To forbide a category in image segmentation

TLTR: I have a label in training set I don’t want to appear in automatic segmentation.

Hi, I have a bunch of images with objects of the same kind with blurred edges. Think clouds, smoke or whatever. The images have been labelled by humans marking what is not the object or what it is the object. But the labelled image have a gap between both categories. So, I create a third fake category “I don’t know”. And fill spaces in the labelled image with this new category.

The model learned to mark objects, no object and the borders. Dammit. It was too literal from my labels.

My desire is the model to learn only from pixels marked as “is” and “is not” categories. And the output of segmentation only has that two categories. And never output the “I don’t know” category. If the training is good, the system will tell me where is the frontier.

What do I have done?

I copy from Inet a metric than measure images without count “I don’t know” category:

void_code = '0'  # "I don't know" category

def acc_camvid(input, target):
    target = target.squeeze(1)
    mask = target != void_code
    return (input.argmax(dim=1)[mask]==target[mask]).float().mean()

I know than metric isn’t used to train the model, the loss function is used for that. But I am not sure about how to use it. Diving into source code, i found a parameter in CrossEntropyFlat (the loss function used in segmentation) called weight used in loss calculation. So I put a 0 value to “I don’t know” category:

learn = unet_learner(data, models.resnet34, metrics=metrics, wd=wd)
learn.lossfunc = CrossEntropyFlat(weight = Tensor([0., 1., 1.]).cuda())

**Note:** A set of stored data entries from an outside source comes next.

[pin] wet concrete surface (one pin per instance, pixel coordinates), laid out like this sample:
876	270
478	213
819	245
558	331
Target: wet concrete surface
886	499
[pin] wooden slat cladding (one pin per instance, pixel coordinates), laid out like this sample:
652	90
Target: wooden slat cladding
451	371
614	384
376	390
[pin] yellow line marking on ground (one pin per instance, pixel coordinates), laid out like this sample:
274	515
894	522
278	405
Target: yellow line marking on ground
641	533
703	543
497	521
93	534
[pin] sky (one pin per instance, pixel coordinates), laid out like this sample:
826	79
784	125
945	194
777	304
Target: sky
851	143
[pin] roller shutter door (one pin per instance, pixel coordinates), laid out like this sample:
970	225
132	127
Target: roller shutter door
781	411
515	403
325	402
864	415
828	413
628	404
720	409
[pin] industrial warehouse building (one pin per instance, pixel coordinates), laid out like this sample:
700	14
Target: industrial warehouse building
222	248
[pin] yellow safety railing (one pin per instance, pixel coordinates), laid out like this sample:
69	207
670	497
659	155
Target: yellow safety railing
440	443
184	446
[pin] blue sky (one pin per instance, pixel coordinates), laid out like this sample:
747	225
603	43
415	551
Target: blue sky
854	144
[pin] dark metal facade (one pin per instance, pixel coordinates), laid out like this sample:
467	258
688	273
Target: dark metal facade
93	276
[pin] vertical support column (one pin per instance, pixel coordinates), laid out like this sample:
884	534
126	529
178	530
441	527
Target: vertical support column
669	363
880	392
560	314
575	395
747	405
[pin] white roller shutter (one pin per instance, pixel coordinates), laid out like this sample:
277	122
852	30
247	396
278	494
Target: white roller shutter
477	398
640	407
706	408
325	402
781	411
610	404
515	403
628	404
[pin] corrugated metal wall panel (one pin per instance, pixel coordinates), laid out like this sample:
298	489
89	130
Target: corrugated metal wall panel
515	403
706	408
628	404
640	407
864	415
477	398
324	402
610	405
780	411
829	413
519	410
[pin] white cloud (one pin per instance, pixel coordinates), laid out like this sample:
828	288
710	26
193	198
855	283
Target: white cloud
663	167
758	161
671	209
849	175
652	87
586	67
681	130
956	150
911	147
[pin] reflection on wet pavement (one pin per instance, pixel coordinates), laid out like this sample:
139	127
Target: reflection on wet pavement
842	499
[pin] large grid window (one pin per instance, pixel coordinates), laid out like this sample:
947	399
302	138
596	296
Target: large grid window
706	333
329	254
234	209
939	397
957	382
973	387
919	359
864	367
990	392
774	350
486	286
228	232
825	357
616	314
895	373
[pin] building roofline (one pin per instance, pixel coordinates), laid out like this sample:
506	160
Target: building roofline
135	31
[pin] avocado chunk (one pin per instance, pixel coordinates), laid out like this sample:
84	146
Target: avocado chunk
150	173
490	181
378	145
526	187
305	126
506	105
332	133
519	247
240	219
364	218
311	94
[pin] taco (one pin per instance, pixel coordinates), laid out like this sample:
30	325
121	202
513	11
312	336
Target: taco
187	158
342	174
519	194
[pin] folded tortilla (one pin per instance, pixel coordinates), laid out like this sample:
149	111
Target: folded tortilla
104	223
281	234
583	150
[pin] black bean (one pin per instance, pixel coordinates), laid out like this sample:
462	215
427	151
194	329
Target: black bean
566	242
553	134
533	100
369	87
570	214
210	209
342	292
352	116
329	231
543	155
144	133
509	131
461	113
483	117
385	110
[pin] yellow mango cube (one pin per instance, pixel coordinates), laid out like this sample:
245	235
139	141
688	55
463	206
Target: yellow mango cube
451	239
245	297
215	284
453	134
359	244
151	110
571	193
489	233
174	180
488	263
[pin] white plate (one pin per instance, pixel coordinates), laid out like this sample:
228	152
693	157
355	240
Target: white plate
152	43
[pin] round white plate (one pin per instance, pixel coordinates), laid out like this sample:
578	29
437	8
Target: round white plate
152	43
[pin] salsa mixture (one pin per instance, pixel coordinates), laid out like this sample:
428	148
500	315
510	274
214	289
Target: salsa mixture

In my mind, a mistake in any pixel marked as “idk” doesn’t contribute to the loss value. The reality is the opposite. Now, the borders are bigger than before I touch the weight parameter. I still have pixels marked as “I don’t know” at the output of segmentation. And I ran off of ideas.

So:

  • How can I force the system to ignore the “idk” mark when training?
  • How can I force the system to not use the “idk” mark at the exit of the segmentation?

(At this time, I can’t re-label the images to avoid the gaps)

Thanks

I continue with my research:

CrossEntropyFlat has another option: ignore_index


I tried
learn.lossfunc = CrossEntropyFlat(ignore_index = void_code)

But, in the predictions there are still “i don’t know” labels. :frowning:

@javiermm
Ignore_index doesn’t remove the category from your model. It only ignores it while calculating loss, that is, your gradients are not contributed towards through the category that you asked the loss funciton to ignore.
I will point out the general approach you can use(Correct me if this is not the approach you’re looking for). This is what I would have first thought of, if I were in your place.
Let the model train as usual, with the ‘idk’ category as well.
When you infer from your model, notice that prediction works on softmax probabilities usually(that is what segmentaion uses in this case). So if a model predicts a pixel as category A, the probability of class A is the highest, followed by other classes, with lesser probabilities.

learn.predict returns predicted class, as well as probabilities. So you’ll have to write a small code, that changes predictions as follows:
Wherever the predicted class is the ‘i dont know’ category in the prediction tensors, replace it with the second highest probability, and its corresponding category. That is, you’re asking the model to tell you, what is the next category that it is sure of, that the pixel might belong to. Now use that for viewing images, and you’ll get a prediction with only the “non-idk” categories.

Now, I’m assuming you’re only doing this for an informal project, not for any formal, academic/corporate projects, because its not the mathematically correct way of doing things. The ideal approach would be to simply get rid of all void categories in your data, and replacing all the voids with a proper category. You cant tell your model to leave some pixels simply uncategorized, unless you define a way to simply not feed those pixels into the model. But again, I think thats not what you’re looking for, because you do want those pixels to have some category, that is not the void class.

Hope this helps. CHeers!

My segmentation is for images. So, if I have to look for the second-best category for each pixel… I can’t optimize that enough.

My fourth approach (and a working one): manual modification of bias parameter in the last layer network. Three categories, three bias values. A very low negative number avoid the activation.

So:

learn2 = copy.deepcopy(learn)
nbias = learn2.model.layers[-1][0].bias.data
nbias[void_code] = -500
learn2.model.layers[-1][0].bias.data = nbias

I cloned learn to be able to compare before and after modification.